Curioso, portanto, que as novas tendências tecnológicas tragam de volta, ao menos na aparência, práticas tão arcaicas como a troca, o compartilhamento, o escambo, e problematiza a noção de propriedade. O que não significa, porém, que o capitalismo está ameaçado. “Cada vez mais pessoas estão descobrindo como ganhar dinheiro em cima da rede”, disse Alexandre Matias. “A internet tem um cara subversiva muito grande”, completou Ferla. “É o momento de deixar de percebe-la como subversão, e aprender a trabalhar com ela”. E se a indústria fonográfica como hoje conhecemos estiver com os dias contados, o mesmo pode ser dito sobre a tecnologia vigente. Embora hoje o mp3 substitua os discos físicos, a prática de baixar arquivos está muito associada às condições de conexão atuais. Com os avanços das redes de internet wi-fi, e o surgimento de novidades como o Slacker, a tendência é que a rede se torne um disco rígido comunitário infinito, e as pessoas não precisem mais sequer armazenar dados e músicas em suas máquinas particulares. Uma vez que o mundo decida não mais pagar por música, os artistas precisarão aprender a ganhar dinheiro de outras formas.

“Se por um lado as vendas de cd diminuíram, por outro as pessoas pagam mais caro pelos shows, por exemplo”, explicou André Valle. “Tudo indica que novos hábitos de consumo estão se consolidando”, concordou Gisela Castro. “Parte desta prática que a indústria chama de pirataria, nós podemos chamar de novas práticas de consumo”, completou. “O importante é descobrir novas maneiras de se ganhar dinheiro em uma atividade que estava acostumada com um modelo consolidado há muito tempo”, disse Marcelo Ferla. “O que eu acho que é a grande diferença, é que agora existem várias possibilidades de trabalho”, completou. “Acho que com a internet, não vai haver mais uma tendência predominante”, disse Matias. “É o fim do mainstream. É a pulverização do underground”.
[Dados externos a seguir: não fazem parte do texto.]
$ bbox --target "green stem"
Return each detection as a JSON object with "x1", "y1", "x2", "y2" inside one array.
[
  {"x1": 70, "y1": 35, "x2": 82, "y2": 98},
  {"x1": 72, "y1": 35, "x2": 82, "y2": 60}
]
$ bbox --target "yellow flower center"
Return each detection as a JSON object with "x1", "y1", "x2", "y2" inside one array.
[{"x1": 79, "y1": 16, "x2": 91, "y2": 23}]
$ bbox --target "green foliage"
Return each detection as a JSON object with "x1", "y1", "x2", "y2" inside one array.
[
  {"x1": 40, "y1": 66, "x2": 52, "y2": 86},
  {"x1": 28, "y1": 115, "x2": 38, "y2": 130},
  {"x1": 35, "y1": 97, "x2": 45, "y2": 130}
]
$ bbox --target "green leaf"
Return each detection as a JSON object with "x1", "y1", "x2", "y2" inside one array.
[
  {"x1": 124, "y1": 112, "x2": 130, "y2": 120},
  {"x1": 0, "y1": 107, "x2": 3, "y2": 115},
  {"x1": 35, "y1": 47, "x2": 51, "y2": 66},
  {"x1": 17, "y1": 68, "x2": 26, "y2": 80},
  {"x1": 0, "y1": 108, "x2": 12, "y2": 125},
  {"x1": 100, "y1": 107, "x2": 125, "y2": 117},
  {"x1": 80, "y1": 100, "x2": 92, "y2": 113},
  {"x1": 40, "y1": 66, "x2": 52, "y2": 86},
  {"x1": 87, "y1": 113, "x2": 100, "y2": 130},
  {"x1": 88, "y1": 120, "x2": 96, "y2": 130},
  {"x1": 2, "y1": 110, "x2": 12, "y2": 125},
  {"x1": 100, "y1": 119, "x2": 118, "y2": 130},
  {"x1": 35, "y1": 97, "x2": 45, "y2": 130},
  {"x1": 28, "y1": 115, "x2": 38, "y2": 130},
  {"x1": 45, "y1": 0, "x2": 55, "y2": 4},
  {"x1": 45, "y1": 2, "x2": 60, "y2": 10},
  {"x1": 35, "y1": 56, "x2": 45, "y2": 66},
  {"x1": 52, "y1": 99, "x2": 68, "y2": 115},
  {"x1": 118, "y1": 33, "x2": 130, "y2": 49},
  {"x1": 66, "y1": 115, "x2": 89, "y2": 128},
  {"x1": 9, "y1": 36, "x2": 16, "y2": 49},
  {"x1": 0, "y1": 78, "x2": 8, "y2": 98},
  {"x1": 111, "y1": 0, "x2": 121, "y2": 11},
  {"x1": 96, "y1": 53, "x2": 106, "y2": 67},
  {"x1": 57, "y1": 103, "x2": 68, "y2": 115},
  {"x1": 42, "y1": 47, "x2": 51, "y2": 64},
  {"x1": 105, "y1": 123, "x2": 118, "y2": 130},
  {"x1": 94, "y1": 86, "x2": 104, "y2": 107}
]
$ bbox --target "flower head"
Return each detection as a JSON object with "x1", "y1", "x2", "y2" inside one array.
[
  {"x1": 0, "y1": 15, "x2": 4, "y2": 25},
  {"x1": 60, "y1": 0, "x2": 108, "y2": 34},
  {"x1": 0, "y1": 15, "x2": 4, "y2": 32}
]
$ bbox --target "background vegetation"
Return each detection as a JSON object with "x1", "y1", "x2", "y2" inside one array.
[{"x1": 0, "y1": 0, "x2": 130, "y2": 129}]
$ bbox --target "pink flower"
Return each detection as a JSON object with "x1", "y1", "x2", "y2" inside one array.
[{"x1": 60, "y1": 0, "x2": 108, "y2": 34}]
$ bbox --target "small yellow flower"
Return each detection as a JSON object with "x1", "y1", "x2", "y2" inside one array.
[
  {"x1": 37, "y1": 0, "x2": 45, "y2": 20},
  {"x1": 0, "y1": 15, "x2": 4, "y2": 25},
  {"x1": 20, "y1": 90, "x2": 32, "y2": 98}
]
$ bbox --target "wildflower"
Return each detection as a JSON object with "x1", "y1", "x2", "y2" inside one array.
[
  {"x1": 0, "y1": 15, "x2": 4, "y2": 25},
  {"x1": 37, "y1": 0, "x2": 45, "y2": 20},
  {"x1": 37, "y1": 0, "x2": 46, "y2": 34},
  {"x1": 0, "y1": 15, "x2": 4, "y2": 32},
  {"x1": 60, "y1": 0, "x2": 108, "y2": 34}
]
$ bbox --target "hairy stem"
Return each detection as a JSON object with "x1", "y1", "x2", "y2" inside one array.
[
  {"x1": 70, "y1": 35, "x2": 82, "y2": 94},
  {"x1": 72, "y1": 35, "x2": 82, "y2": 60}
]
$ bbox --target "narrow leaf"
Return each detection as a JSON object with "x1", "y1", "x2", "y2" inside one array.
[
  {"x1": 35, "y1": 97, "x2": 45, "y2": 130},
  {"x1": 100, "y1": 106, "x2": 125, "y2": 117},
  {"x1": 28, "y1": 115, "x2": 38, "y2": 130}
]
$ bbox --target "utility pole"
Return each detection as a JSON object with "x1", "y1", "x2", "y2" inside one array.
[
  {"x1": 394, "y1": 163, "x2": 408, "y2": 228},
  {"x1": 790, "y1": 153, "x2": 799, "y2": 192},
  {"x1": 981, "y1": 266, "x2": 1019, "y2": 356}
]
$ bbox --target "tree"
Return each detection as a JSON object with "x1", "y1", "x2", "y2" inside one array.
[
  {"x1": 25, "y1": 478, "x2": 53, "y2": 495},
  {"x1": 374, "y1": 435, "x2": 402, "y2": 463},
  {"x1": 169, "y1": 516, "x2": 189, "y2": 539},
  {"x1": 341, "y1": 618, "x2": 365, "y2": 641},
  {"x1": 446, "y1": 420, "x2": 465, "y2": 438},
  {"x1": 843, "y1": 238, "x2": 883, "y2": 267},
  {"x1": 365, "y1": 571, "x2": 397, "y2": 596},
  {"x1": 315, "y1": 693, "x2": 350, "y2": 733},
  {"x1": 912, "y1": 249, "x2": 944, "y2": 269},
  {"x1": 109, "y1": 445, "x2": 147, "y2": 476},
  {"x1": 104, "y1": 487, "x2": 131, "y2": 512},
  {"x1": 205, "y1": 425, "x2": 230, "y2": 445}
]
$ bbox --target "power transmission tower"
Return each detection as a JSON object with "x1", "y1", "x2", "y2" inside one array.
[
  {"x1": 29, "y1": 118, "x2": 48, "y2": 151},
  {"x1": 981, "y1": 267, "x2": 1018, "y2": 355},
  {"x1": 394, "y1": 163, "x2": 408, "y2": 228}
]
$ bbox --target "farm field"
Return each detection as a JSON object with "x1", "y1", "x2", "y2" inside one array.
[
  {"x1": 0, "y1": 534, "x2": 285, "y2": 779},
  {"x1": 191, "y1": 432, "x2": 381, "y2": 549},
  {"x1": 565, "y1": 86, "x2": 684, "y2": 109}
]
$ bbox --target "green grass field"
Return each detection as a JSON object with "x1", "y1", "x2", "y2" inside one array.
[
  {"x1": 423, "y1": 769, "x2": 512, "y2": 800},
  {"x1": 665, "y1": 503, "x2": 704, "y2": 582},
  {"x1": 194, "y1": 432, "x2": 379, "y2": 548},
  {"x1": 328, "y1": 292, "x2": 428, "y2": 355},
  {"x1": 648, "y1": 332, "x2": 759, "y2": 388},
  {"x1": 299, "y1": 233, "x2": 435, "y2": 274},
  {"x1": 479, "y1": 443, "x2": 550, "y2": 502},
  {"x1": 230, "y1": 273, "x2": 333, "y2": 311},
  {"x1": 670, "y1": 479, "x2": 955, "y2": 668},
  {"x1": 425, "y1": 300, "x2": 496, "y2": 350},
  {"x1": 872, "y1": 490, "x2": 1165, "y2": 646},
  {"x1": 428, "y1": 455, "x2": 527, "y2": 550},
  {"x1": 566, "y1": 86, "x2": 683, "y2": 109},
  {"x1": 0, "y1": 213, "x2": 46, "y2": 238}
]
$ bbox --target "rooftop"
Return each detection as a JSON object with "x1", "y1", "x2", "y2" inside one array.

E se nessa nova configuração musical não houver espaço para a indústria fonográfica, ela também terá que migrar para outras atividades. “A Sony tem um dilema interessante”, diz Alexandre Matias, “porque ela é uma empresa que distribui conteúdo, mas que também produz tecnologia”. Para André Valle, o amante de música tem crédito suficiente com a indústria para não deixar os downloads ilegais pesarem em sua consciência:

“Quando compramos o vinil, por exemplo, pagamos não só pelo suporte físico, mas pelo direito de ouvir aquelas músicas. Quando saiu o CD, compramos o mesmo direito novamente. Já pagamos várias vezes por um mesmo produto”.

O que realmente está mudando é a maneira das pessoas se relacionarem. A democratização exaltada por Jarbas Jácome acontece não só com a informação, mas também dentro do próprio sujeito. Se por um lado criações como o Second Life oferecem, em tese, a oportunidade de se ter uma vida diferente, Alexandre Matias acredita que a rede também permite que essa segunda vida não seja mais necessária:

“A separação das vidas real e virtual vai acabar. O grande barato da internet é a possibilidade se expressar, e quanto mais transparente você for, maiores as chances de você ser bem sucedido na rede. Em vez de o cara ser advogado durante o dia, e gótico à noite, a internet nos ensina que você pode ser advogado e gótico ao mesmo tempo. Ela nos ensina sobre tolerância”.